Portrait | « La RSE est bien plus qu’une contrainte, [c’est] une opportunité pour le développement de l’entreprise. »

Issue d’un parcours en marketing et communication RSE, Dominique Royet a été pionnière en créant la politique des partenariats avec le monde économique au WWF de 1999 à 2009. Elle a ensuite co-fondé un cabinet consulting RSE (GreenFlex) puis en 2015, a pris la Direction Générale de Max Havelaar.

Engagée dans la voie du développement durable, Dominique Royet accompagne aujourd’hui les entreprises dans leurs actions à impact RSE et leur communication au sein de HYSSOP AGENCY

Dans cette interview, Dominique Royet nous parle de l’éveil des consciences des chefs d’entreprise au niveau environnemental et des enjeux autour de la RSE pour les TPE-PME.

Bonjour Dominique, parlez-nous de votre agence et de votre méthode.

HYSSOP est une agence globale qui couvre à la fois les sujets d’expertises techniques RSE (diagnostics, plans d’actions, eco-conception…) et les sujets de communication (positionnement RSE, branding, plan de communication).

Avec mes associés, David Garcia (création-communication) et Guillaume Gozé (stratégie de marque), nous avons constitué une alliance de compétences senior qui nous permet d’avoir une vision d’ensemble de la politique RSE d’une entreprise.

Nous sommes formés aux méthodes du co-design qui permettent de mettre l’intelligence collective au service de l’action. Notre méthode consiste à co-construire sur une problématique, avec les acteurs concernés mais aussi des intervenants extérieurs qui apportent une vision différente du même problème.

Par quels moyens la RSE permet-elle de dynamiser son activité ?

Les statistiques parlent d’elles-mêmes :

  • 90% des salariés estiment que leur entreprise doit permettre de donner du sens à leur travail (Étude IPSOS et CESI, juin 2020)
  • 55% des collaborateurs (76% chez les millenials) estiment davantage l’engagement d’une entreprise que le salaire (Cone Communications, CSR Study, 2017)
  • 74 % des Français disent avoir changé tout (15 %) ou une partie (59 %) de leurs comportements de consommation pour en réduire l’impact.
    (Source : Baromètre Greenflex-Cetelem 2019)

La RSE aujourd’hui est un moyen d’attirer et fidéliser les salariés mais également les consommateurs. Dans les appels d’offres, toutes les entreprises incluent des clauses plus ou moins strictes concernant la responsabilité de leurs sous-traitants. C’est un moyen de gagner des marchés.
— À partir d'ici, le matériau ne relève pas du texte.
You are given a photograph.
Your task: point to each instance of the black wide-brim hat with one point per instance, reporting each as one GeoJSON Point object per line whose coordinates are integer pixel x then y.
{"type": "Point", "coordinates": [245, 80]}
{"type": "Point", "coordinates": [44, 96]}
Les engagements RSE permettent d’enclencher une dynamique vertueuse de transformation dans l’entreprise. Donc au-delà des obligations légales (loi climat et résilience, loi AGEC…), la RSE est bien plus qu’une contrainte, une opportunité pour le développement de l’entreprise.

Qu’est-ce que la Communication durable ? Comment faire de la communication responsable ?

Je me méfie un peu de ces mots « durable », « responsable » qu’on utilise un peu à tort et à travers. Il s’agit surtout de baser la communication sur des preuves et pas seulement de raconter de belles histoires. C’est un des principes de notre travail appuyé sur le « Story Proving » à la place du « Story telling ».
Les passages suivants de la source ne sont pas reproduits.